3.1.2 Experimental data with KOs

To test that our proposed VBEM method, given informative priors, can improve the accuracy of experimental data quantification, we performed an experiment that we refer to as equivalence class KO. Alevin’s pipeline for dscRNA-seq quantification has multiple phases. After the initial phase of cell barcode whitelisting and read mapping, alevin outputs an intermediate file. This file contains details of the transcript equivalence classes, including the associated cell barcodes and UMI counts. These equivalence classes are similar to the gene-level equivalence classes explained before, except that the class labels are transcripts that share UMIs after the deduplication step. We observe, that a majority of the genes assigned to Tiers 1 and 2 after UMI deduplication are the ones associated with transcript equivalence classes of size 1 (labeled by a single transcript). In order to increase ambiguity in this data, we can remove all the transcript-unique equivalence classes from the intermediate file, with the expectation that this KO will result in a number of genes migrating from Tiers 1 to 3, as demonstrated in Figure 6a. In essence, by doing this, we are removing some of the read evidence that will eventually lead to high confidence gene abundance estimates in Tiers 1 and 2. The impact of this on the distribution of Tier 3 genes in the PBMC dataset is shown in Figure 6b. This shows that the KO process results in an increased number of genes that are assigned Tier 3 across all cells. Note that the KO dataset will also have a smaller number of UMIs, because of the removal of unique equivalence classes from the intermediate file, but this will not impact our comparative analysis, as explained below. Also, note that we only knock out here equivalence classes that are transcript-unique, and that there will still be a considerable number of gene-unique equivalence classes after parsimonious UMI deduplication has taken place.
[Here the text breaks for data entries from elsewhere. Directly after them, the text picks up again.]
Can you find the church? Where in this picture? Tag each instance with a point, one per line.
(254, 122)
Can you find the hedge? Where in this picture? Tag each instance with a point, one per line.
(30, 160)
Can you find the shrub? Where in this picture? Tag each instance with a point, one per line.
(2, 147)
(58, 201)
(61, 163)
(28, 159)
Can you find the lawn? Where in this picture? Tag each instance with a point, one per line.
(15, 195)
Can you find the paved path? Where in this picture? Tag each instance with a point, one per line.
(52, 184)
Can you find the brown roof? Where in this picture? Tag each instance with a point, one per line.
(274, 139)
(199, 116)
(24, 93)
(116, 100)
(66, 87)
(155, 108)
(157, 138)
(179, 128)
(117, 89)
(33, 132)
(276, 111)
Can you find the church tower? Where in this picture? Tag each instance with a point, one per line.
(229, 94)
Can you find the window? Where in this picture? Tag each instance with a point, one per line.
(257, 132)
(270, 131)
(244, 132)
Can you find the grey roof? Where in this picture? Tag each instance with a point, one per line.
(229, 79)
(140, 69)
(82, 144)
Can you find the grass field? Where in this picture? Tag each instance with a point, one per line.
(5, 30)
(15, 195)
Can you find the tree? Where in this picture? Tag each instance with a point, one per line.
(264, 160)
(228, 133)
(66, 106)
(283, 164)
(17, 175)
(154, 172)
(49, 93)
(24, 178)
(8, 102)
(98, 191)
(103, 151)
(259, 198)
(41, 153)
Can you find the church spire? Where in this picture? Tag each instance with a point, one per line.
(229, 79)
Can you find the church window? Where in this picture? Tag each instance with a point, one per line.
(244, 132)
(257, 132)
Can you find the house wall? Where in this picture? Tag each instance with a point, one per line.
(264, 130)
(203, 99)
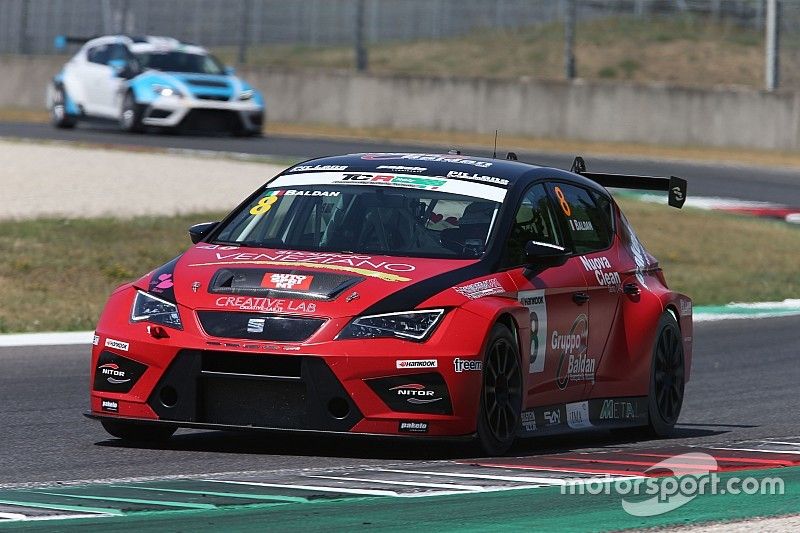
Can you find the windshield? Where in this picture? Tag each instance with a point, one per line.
(364, 219)
(180, 62)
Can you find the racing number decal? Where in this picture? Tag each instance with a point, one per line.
(563, 201)
(264, 205)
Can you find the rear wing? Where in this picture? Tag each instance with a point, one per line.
(676, 187)
(61, 41)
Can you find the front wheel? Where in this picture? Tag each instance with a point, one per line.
(130, 118)
(138, 432)
(58, 110)
(501, 393)
(667, 377)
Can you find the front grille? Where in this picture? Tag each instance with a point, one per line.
(258, 326)
(206, 83)
(217, 97)
(253, 390)
(212, 120)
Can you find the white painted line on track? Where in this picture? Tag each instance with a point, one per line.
(46, 339)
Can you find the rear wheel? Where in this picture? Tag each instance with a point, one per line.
(137, 431)
(58, 111)
(667, 377)
(130, 119)
(501, 393)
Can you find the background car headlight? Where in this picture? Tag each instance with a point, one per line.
(163, 90)
(410, 325)
(147, 307)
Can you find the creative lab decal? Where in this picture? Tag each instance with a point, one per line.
(599, 266)
(416, 363)
(537, 309)
(117, 345)
(578, 415)
(479, 289)
(467, 365)
(297, 282)
(265, 305)
(574, 365)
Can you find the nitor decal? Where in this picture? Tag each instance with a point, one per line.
(287, 281)
(537, 308)
(117, 345)
(573, 364)
(479, 289)
(417, 363)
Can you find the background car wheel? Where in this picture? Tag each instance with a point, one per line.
(130, 119)
(58, 112)
(501, 393)
(667, 377)
(137, 432)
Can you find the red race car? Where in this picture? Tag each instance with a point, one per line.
(403, 294)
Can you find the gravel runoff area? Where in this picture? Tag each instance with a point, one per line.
(53, 180)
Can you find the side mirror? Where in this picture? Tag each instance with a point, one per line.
(198, 231)
(545, 254)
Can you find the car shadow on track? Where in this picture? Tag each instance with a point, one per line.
(399, 448)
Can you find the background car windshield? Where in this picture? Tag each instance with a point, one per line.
(364, 219)
(180, 62)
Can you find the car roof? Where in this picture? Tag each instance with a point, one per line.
(432, 164)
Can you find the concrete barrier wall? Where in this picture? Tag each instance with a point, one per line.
(586, 111)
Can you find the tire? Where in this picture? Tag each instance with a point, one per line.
(130, 118)
(501, 393)
(138, 432)
(667, 377)
(58, 113)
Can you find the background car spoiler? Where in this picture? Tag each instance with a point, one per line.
(676, 187)
(61, 41)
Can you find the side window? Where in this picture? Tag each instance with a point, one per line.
(534, 221)
(99, 54)
(587, 224)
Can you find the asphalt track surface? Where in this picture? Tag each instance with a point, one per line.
(743, 387)
(746, 183)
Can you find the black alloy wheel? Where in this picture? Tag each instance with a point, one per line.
(501, 393)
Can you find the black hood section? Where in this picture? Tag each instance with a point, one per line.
(277, 282)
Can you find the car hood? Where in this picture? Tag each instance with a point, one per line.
(265, 280)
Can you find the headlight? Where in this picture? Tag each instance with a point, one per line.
(163, 90)
(410, 325)
(147, 307)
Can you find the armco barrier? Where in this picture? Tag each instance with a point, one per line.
(652, 114)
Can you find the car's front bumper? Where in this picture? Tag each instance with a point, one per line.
(192, 379)
(200, 114)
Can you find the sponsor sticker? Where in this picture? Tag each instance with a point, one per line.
(479, 289)
(416, 363)
(295, 282)
(407, 426)
(537, 309)
(573, 364)
(578, 415)
(110, 406)
(117, 345)
(599, 266)
(467, 365)
(256, 325)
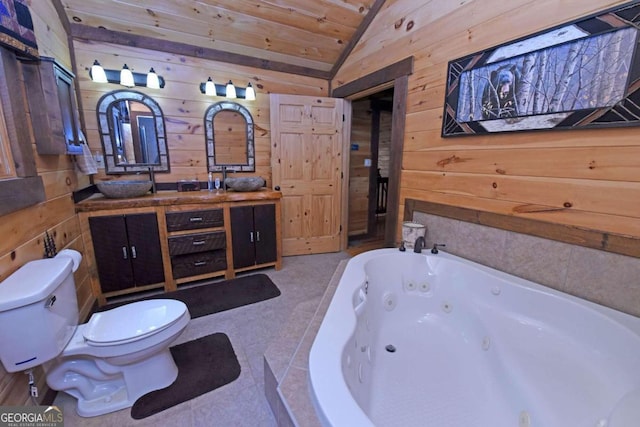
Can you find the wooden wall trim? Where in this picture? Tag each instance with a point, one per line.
(85, 32)
(595, 239)
(386, 74)
(398, 118)
(375, 8)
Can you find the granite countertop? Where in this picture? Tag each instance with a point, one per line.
(167, 198)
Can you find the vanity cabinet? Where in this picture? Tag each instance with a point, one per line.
(127, 251)
(52, 106)
(186, 237)
(200, 252)
(253, 231)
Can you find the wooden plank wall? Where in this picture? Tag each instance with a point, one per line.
(23, 231)
(588, 179)
(182, 103)
(184, 107)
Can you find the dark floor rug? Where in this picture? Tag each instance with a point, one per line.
(212, 297)
(203, 365)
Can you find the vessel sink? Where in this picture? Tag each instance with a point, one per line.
(251, 183)
(124, 189)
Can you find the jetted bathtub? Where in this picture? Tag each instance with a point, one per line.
(439, 341)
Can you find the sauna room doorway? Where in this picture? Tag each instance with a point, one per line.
(369, 155)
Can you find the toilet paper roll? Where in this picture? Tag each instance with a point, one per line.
(75, 256)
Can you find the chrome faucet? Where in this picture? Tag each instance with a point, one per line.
(434, 250)
(224, 178)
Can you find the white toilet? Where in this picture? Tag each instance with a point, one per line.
(106, 363)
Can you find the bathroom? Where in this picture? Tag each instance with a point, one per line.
(576, 181)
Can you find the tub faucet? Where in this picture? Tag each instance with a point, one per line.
(434, 250)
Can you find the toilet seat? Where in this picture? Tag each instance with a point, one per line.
(115, 326)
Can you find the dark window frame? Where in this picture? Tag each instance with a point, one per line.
(27, 188)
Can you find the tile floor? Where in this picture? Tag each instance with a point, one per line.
(250, 329)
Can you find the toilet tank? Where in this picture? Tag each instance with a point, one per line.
(38, 313)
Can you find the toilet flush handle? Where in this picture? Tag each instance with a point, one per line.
(50, 301)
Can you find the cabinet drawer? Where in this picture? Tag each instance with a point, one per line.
(191, 220)
(197, 242)
(199, 263)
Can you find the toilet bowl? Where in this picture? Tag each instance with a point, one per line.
(120, 355)
(107, 363)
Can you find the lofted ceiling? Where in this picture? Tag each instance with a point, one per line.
(311, 37)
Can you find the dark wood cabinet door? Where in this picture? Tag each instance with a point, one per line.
(264, 220)
(242, 236)
(111, 249)
(144, 246)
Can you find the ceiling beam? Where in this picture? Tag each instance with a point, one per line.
(375, 8)
(85, 32)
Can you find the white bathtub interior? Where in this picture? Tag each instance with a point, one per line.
(435, 340)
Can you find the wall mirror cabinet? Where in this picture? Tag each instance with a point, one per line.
(133, 133)
(229, 137)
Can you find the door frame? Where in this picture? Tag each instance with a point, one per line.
(397, 76)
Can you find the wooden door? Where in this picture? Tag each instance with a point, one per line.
(307, 164)
(144, 246)
(264, 220)
(111, 249)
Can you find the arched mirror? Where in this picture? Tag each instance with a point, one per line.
(133, 134)
(229, 135)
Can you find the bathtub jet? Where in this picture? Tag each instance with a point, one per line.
(471, 346)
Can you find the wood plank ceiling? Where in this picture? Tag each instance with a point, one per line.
(309, 37)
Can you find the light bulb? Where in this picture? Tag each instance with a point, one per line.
(210, 88)
(231, 90)
(152, 79)
(97, 73)
(126, 77)
(249, 93)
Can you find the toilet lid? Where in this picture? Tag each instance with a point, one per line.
(132, 322)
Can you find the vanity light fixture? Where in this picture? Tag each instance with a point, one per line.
(210, 87)
(153, 82)
(97, 73)
(249, 93)
(229, 90)
(125, 77)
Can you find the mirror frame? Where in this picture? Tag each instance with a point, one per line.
(214, 109)
(105, 129)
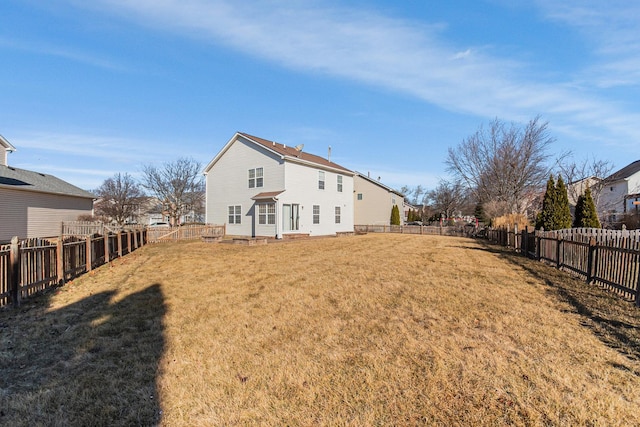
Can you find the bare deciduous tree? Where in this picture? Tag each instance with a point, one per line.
(448, 198)
(504, 164)
(118, 198)
(588, 173)
(178, 185)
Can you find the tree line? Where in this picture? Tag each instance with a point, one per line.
(175, 190)
(501, 170)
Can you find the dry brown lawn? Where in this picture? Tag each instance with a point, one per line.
(370, 330)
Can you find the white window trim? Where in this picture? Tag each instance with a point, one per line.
(316, 216)
(234, 214)
(256, 177)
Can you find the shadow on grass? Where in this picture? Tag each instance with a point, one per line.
(93, 362)
(614, 320)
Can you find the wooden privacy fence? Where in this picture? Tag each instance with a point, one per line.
(610, 258)
(34, 265)
(464, 231)
(185, 232)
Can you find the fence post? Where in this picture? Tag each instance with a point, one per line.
(106, 247)
(87, 251)
(638, 291)
(60, 260)
(590, 260)
(558, 252)
(14, 271)
(135, 239)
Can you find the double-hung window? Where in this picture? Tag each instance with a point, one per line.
(267, 214)
(316, 214)
(235, 214)
(256, 177)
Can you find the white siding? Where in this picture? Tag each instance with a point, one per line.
(228, 184)
(29, 214)
(302, 188)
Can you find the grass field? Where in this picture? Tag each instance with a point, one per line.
(370, 330)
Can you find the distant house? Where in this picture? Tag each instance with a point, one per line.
(33, 204)
(259, 187)
(621, 190)
(373, 201)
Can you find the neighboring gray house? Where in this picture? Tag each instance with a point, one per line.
(621, 190)
(373, 201)
(33, 204)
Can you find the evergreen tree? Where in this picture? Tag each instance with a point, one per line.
(562, 212)
(545, 216)
(395, 215)
(586, 213)
(578, 218)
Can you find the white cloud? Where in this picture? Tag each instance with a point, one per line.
(612, 28)
(46, 48)
(414, 58)
(92, 146)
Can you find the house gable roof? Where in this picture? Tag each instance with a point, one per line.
(6, 144)
(21, 179)
(379, 184)
(625, 172)
(286, 153)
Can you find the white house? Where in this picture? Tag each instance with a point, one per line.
(34, 204)
(373, 201)
(621, 190)
(262, 188)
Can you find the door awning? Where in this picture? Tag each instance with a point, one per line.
(267, 195)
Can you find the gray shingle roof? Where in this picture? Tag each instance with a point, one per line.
(292, 152)
(625, 172)
(21, 179)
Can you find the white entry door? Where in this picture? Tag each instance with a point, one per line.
(291, 217)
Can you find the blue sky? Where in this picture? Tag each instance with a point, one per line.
(92, 88)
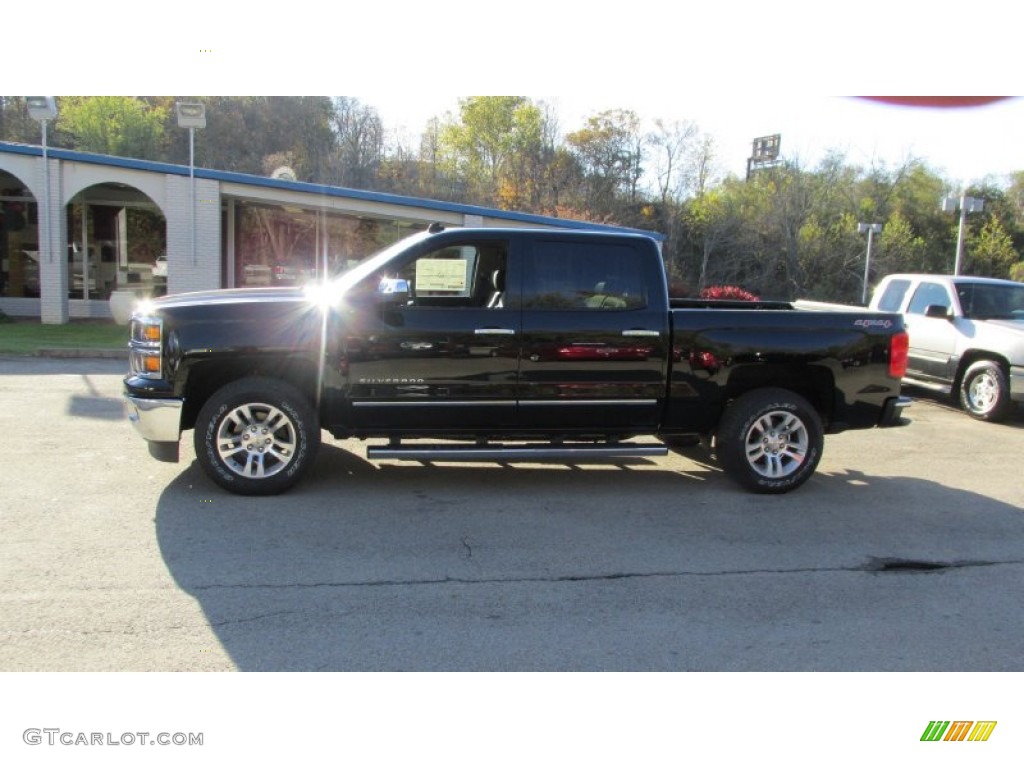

Fig. 6. — (a) A toy example explaining the KO experiment. We use the equivalence classes from an alevin (EM based) run on the full PBMC dataset and remove all the transcript-unique equivalence classes to generate a KO sample. In the example, assume each gene has a single transcript. (b) The distribution of number of genes against the fraction of cells that have Tier 3 assignment for these genes both in the original dataset and the KO dataset, with a shift toward more Tier 3 assignments and increased ambiguity. (c) In the KO framework, to validate the improved Bayesian approach, we designed the following pipeline. We quantify the full human PBMC dataset (4340 cells) cells and randomly divide the experiment in two equal parts (A and B). We knockout unique equivalence classes in Set A (2170) cells and repeat the quantification step to generate EM-based estimates. In parallel, we also quantify Set A KO dataset using Bayesian priors. These priors are learnt from Set B, without the KOs, and quantified initially using the EM approach. This gives us the VBEM estimates on Set A for comparison. (d) Comparison of the cell-wise Spearman correlation for Tier 3 genes from EM-based alevin with VBEM-based, prior enhanced alevin on real data with KOs (removal of unique equivalence classes). This shows improved estimates under VBEM, with a higher correlation against the initial dataset, without KOs

In order to ensure that we have cells with high confidence quantification estimates to provide our KO cells with an informative prior, we did not perform the KO procedure on the complete PBMC dataset. Instead, we took the alevin quantification estimates on the PBMC dataset, which has 4340 cells, and divided it into two sets containing equal numbers of cell barcodes. One of these sets, A, is our test set from which we KO unique equivalence classes and the other set, B, is used to generate priors. Iteratively using the Seurat anchoring algorithm as before, we first find anchors for set A in set B, then obtain priors from set B and run the alevin VBEM quantification method. We also quantify the KO set A using the EM-based alevin method. These steps are outlined in Figure 6c. Observe that there can be a bias in the tier assignment of genes that are anchors for Tier 3 genes in the KO experiment. This is because we are removing equivalence classes only in set A. Hence, the ratio of anchor genes in set B that are assigned Tiers 1 and 2 in KO may be higher than in the real dataset. This can amplify the accuracy of the VBEM method in the KO experiment, but will also reflect the actual gain possible for this methodology under varying circumstances, such as in samples with higher read depth. Note that we cannot run Cell-Ranger on this dataset because it utilizes the intermediate file output by alevin, which cannot be processed directly. However, we expect similar results as those observed in simulated data, since multi-mapping genes are not quantified by Cell-Ranger.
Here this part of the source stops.